From Alphabet Soup’s business team, we received a CSV containing more than 34,000 organizations that have received funding from Alphabet Soup over the years. Within this dataset are a number of columns that capture metadata about each organization, such as the following:
- EIN and NAME—Identification columns
- APPLICATION_TYPE—Alphabet Soup application type
- AFFILIATION—Affiliated sector of industry
- CLASSIFICATION—Government organization classification
- USE_CASE—Use case for funding
- ORGANIZATION—Organization type
- STATUS—Active status
- INCOME_AMT—Income classification
- SPECIAL_CONSIDERATIONS—Special consideration for application
- ASK_AMT—Funding amount requested
- IS_SUCCESSFUL—Was the money used effectively
This project consists of three technical analysis deliverables to analyze and classify the success of charitable donations:
- Preprocessing Data for a Neural Network Model
- Compile, Train, and Evaluate the Model
- Optimize the Model
- The target variable for my model is the "Is_Successful" column which tells us whether the money was used effectively.
- The features variables in this model are every column for the target, the name and EID columns:
- APPLICATION_TYPE
- AFFILIATION
- CLASSIFICATION
- USE_CASE
- ORGANIZATION
- STATUS
- INCOME_AMT
- SPECIAL_CONSIDERATIONS
- ASK_AMT
- The name and EID columns are neither targets nor features, and should be removed from the input data.
- I started with 2 hidden layers and then extended it to 4 hidden layers with various number of Neurons for each layer and tested with different activation functions such as 'relu' and 'tanh'. None of the attempts made a significant difference in the end results for Model Accuracy.
Model | Accuracy | Layers | Hidden Layer1 Neurons | Activation Function1 | Hidden Layer2 Neurons | Activation Function2 | Hidden Layer3 Neurons | Activation Function3 | Hidden Layer4 Neurons | Activation Function4 |
---|---|---|---|---|---|---|---|---|---|---|
Model1 | 74% | 2 | 80 | relu | 30 | relu | - | - | - | - |
Model2 | 74% | 3 | 80 | relu | 30 | relu | 20 | relu | - | - |
Model3 | 74% | 3 | 80 | relu | 30 | tanh | 20 | tanh | - | - |
Model4 | 74% | 3 | 80 | relu | 40 | tanh | 20 | tanh | 10 | tanh |
- First Model
- attempt1
- attempt2
- attempt3
-
I was not successful in reaching out the target model performance within my 3 attempts,these attempts did not improve the accuracy results which were around 74%.
-
In my first attempt to increase model performance I looked at Income_Amt value counts for binning and determined which values to replace if counts are less than 500. In my second attempt I added a 3rd layer with different number of neruons to each layer.
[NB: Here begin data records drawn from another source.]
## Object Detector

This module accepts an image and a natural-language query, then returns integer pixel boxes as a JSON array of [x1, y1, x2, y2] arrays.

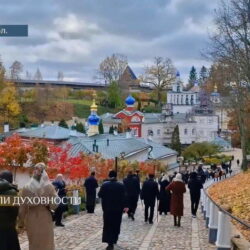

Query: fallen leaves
[[208, 171, 250, 240]]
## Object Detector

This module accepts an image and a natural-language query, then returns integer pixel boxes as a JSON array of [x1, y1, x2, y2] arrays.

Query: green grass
[[62, 99, 92, 106]]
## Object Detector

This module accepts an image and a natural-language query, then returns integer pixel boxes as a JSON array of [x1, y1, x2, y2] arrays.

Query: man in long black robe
[[141, 174, 159, 224], [98, 170, 128, 250], [84, 172, 98, 213], [123, 171, 140, 220]]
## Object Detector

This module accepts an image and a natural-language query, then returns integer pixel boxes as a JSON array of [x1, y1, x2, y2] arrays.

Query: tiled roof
[[125, 66, 137, 80], [18, 125, 85, 140], [143, 113, 164, 123], [137, 138, 177, 160], [67, 134, 150, 159]]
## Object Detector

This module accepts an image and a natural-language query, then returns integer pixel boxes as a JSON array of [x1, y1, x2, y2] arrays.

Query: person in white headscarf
[[166, 173, 186, 227], [19, 163, 57, 250]]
The next few steps I took was to add extra layer and tested different activation functions (Relu and Tanh) to achieve an accuracy higher than 75% .
In this project, the goal was to create a model to predict the success of candidate companies receiving donations with use of a deep learning neural network model. We couldn’t get a satisfying performance to help predict the outcome of the charity donations. To increase the performance of the model, we applied bucketing to the Income_Amt values. We also increased the number of hidden layers and their neurons. We played with the activation functions and tested different combinations of RELU, Tanh and Sigmoid. Since we are in a binary classification situation, the recommendation is to add more data and use logistic regression or even random forest classifiers to to generate a classified output and reach our goal.